If this doesn't make sense yet, that's okay. It's a cue to find some GROUP BY exercises to play with until it does make sense. Which won't take long. Many people go years not really understanding stuff like this and just using it without really knowing how it works, only to find that a couple of hours experimenting changes leads to an 'aha' moment that has a cascading effect. For example, if you know how to use COUNT in conjunction with GROUP BY, then you know how to use SUM, AVG etc in the same way too.

Okay, the next step is to only return the rows where hackers made at least 1 submission each day. This means we need to add a condition to our statement. We can't use a WHERE clause here because it only works for rows before they have been summarized into groups by the GROUP BY clause.
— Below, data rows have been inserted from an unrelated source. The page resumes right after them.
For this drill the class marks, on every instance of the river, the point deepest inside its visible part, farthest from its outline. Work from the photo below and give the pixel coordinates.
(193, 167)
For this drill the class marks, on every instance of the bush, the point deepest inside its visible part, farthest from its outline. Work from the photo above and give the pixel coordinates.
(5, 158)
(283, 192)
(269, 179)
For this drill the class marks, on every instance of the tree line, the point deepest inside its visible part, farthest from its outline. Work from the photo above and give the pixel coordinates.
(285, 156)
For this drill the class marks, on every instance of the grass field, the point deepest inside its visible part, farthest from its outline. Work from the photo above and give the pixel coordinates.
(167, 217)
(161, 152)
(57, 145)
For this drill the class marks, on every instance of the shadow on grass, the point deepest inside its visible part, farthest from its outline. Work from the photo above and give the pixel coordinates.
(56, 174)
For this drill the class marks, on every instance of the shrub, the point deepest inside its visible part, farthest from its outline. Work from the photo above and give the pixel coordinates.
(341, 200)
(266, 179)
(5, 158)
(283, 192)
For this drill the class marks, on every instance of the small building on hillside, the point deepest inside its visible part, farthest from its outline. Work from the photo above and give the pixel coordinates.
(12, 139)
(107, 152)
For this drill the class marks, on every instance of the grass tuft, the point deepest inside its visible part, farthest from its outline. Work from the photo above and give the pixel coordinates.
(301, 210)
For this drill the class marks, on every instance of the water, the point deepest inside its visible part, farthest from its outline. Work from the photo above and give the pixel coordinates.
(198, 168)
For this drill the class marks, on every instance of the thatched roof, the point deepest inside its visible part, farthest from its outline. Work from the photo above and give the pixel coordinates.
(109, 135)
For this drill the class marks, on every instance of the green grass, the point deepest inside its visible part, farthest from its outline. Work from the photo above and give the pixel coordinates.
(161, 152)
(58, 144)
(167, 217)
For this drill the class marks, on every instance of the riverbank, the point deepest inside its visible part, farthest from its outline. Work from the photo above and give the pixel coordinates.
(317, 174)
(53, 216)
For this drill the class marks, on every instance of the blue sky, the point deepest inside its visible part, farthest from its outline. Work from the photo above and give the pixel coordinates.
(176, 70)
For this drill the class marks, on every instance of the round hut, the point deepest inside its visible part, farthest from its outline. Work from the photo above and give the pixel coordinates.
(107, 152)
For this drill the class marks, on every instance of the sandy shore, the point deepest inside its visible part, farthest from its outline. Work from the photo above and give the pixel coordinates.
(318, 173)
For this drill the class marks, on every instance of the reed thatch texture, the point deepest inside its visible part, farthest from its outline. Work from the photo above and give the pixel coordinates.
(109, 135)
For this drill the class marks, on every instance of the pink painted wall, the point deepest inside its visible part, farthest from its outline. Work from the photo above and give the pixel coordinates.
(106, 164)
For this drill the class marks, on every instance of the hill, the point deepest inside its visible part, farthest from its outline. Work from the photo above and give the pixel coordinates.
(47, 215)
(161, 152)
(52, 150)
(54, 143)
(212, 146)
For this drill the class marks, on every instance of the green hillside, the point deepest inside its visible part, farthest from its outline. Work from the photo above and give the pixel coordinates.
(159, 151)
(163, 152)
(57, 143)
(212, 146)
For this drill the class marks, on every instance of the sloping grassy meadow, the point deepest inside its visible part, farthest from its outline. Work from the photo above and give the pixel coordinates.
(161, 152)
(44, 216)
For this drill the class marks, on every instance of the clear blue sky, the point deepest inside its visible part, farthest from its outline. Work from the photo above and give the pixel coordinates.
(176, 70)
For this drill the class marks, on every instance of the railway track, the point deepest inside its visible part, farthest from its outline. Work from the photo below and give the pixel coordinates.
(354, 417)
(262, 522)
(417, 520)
So we need to use HAVING, which is just like the WHERE clause, but is applied after the rows have been summarized into groups, which is exactly our situation.

SELECT submission_date, hacker_id, COUNT(*)
FROM submissions
GROUP BY submission_date, hacker_id

In the query above, we have added a condition that says, only include counts greater than or equal to 1. I could have also used '>0', which does the same thing, but thought that 'greater than or equal to 1' reads much closer to the original problem statement which says 'at least 1', not 'bigger than zero'.

So, now we have a query that shows us a list of hackers who made at least one submission per date. This isn't quite the solution our problem is looking for but we are much closer than we were. We are actually looking for hackers who made at least one submission EVERY day, not just on each day they submitted. We have also written a fairly complex (not complicated) query pretty easily, by taking very small, experimental baby steps. Hopefully you are now in a position to continue solving this problem by yourself.